ReceivedBlockTracker 管理 block 数据，如果配置了 checkpoint 目录，会 ReceivedBlockTracker 会把它管理的数据使用预写日志写入到 HDFS 中
driver 的状态也会在特定的阶段 Checkpoint 到 checkpoint 目录中去
在编写 spark streaming 程序时，创建 StreamingContext 可以预先判断有没有 checkpoint 数据，这样在 driver 因故障重启时可以读取 checkpoint 数据恢复到重启前的状态

ReceivedBlockTracker

ReceiverTracker 在实例化时会创建一个 receivedBlockTracker，这个对象负责实际的 block 信息管理。

在这个类的构造函数中可能会创建一个 WriteAheadLog 实例：

private val writeAheadLogOption = createWriteAheadLog()

private def createWriteAheadLog(): Option[WriteAheadLog] = {
  checkpointDirOption.map { checkpointDir =>
    val logDir = ReceivedBlockTracker.checkpointDirToLogDir(checkpointDirOption.get)
    WriteAheadLogUtils.createLogForDriver(conf, logDir, hadoopConf)
  }
}

然后下面看一个具体的方法：

def addBlock(receivedBlockInfo: ReceivedBlockInfo): Boolean = {
  try {
    // 如果配置了 wal 日志，先写到 wal 日志中
    // wal 日志持久化到 hdfs 中
    val writeResult = writeToLog(BlockAdditionEvent(receivedBlockInfo))
    if (writeResult) {
      synchronized {
        getReceivedBlockQueue(receivedBlockInfo.streamId) += receivedBlockInfo
      }
      logDebug(s"Stream ${receivedBlockInfo.streamId} received " +
        s"block ${receivedBlockInfo.blockStoreResult.blockId}")
    } else {
      logDebug(s"Failed to acknowledge stream ${receivedBlockInfo.streamId} receiving " +
        s"block ${receivedBlockInfo.blockStoreResult.blockId} in the Write Ahead Log.")
    }
    writeResult
  } catch {
    case NonFatal(e) =>
      logError(s"Error adding block $receivedBlockInfo", e)
      false
  }
}

Checkpoint

每次 JobGenerator#generateJobs 完成 job 提交时会发送 DoCheckpoint 消息触发 Checkpoint

private def generateJobs(time: Time) {
  // Checkpoint all RDDs marked for checkpointing to ensure their lineages are
  // truncated periodically.
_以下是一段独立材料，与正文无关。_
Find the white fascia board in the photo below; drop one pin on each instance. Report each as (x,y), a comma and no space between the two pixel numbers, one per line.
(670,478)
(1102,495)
Otherwise, we may run into stack overflows (SPARK-6847).
  ssc.sparkContext.setLocalProperty(RDD.CHECKPOINT_ALL_MARKED_ANCESTORS, "true")
  Try {
    jobScheduler.receiverTracker.allocateBlocksToBatch(time) // allocate received blocks to batch
    graph.generateJobs(time) // generate jobs using allocated block
  } match {
    case Success(jobs) =>
      val streamIdToInputInfos = jobScheduler.inputInfoTracker.getInfo(time)
      jobScheduler.submitJobSet(JobSet(time, jobs, streamIdToInputInfos))
    case Failure(e) =>
      jobScheduler.reportError("Error generating jobs for time " + time, e)
      PythonDStream.stopStreamingContextIfPythonProcessIsDead(e)
  }
  eventLoop.post(DoCheckpoint(time, clearCheckpointDataLater = false))
}

jobScheduler.submitJobSet 时，分别提交每个 job, 在每个 job 完成时会发送 JobCompleted 事件，这个事件最终也会触发 DoCheckpoint 事件

private def clearMetadata(time: Time) {
  ssc.graph.clearMetadata(time)

  // If checkpointing is enabled, then checkpoint,
  // else mark batch to be fully processed
  if (shouldCheckpoint) {
    eventLoop.post(DoCheckpoint(time, clearCheckpointDataLater = true))
  } else {
    // If checkpointing is not enabled, then delete metadata information about
    // received blocks (block data not saved in any case). Otherwise, wait for
    // checkpointing of this batch to complete.
    val maxRememberDuration = graph.getMaxInputStreamRememberDuration()
    jobScheduler.receiverTracker.cleanupOldBlocksAndBatches(time - maxRememberDuration)
    jobScheduler.inputInfoTracker.cleanup(time - maxRememberDuration)
    markBatchFullyProcessed(time)
  }
}

doCheckpoint 方法把一个 Checkpoint 对象持久化到 HDFS,同时如果有配置还会清理早期数据

private def doCheckpoint(time: Time, clearCheckpointDataLater: Boolean) {
  if (shouldCheckpoint && (time - graph.zeroTime).isMultipleOf(ssc.checkpointDuration)) {
    logInfo("Checkpointing graph for time " + time)
    ssc.graph.updateCheckpointData(time)
    checkpointWriter.write(new Checkpoint(ssc, time), clearCheckpointDataLater)
  } else if (clearCheckpointDataLater) {
    markBatchFullyProcessed(time)
  }
}

Checkpoint 缓存了如下一些数据：

val master = ssc.sc.master
val framework = ssc.sc.appName
val jars = ssc.sc.jars
val graph = ssc.graph
val checkpointDir = ssc.checkpointDir
val checkpointDuration = ssc.checkpointDuration
val pendingTimes = ssc.scheduler.getPendingTimes().toArray
val sparkConfPairs = ssc.conf.getAll

driver 重启

// Function to create and setup a new StreamingContext
def functionToCreateContext(): StreamingContext = {
  val ssc = new StreamingContext(...)   // new context
  val lines = ssc.socketTextStream(...) // create DStreams
  ...
  ssc.checkpoint(checkpointDirectory)   // set checkpoint directory
  ssc
}

// Get StreamingContext from checkpoint data or create a new one
val context = StreamingContext.getOrCreate(checkpointDirectory, functionToCreateContext _)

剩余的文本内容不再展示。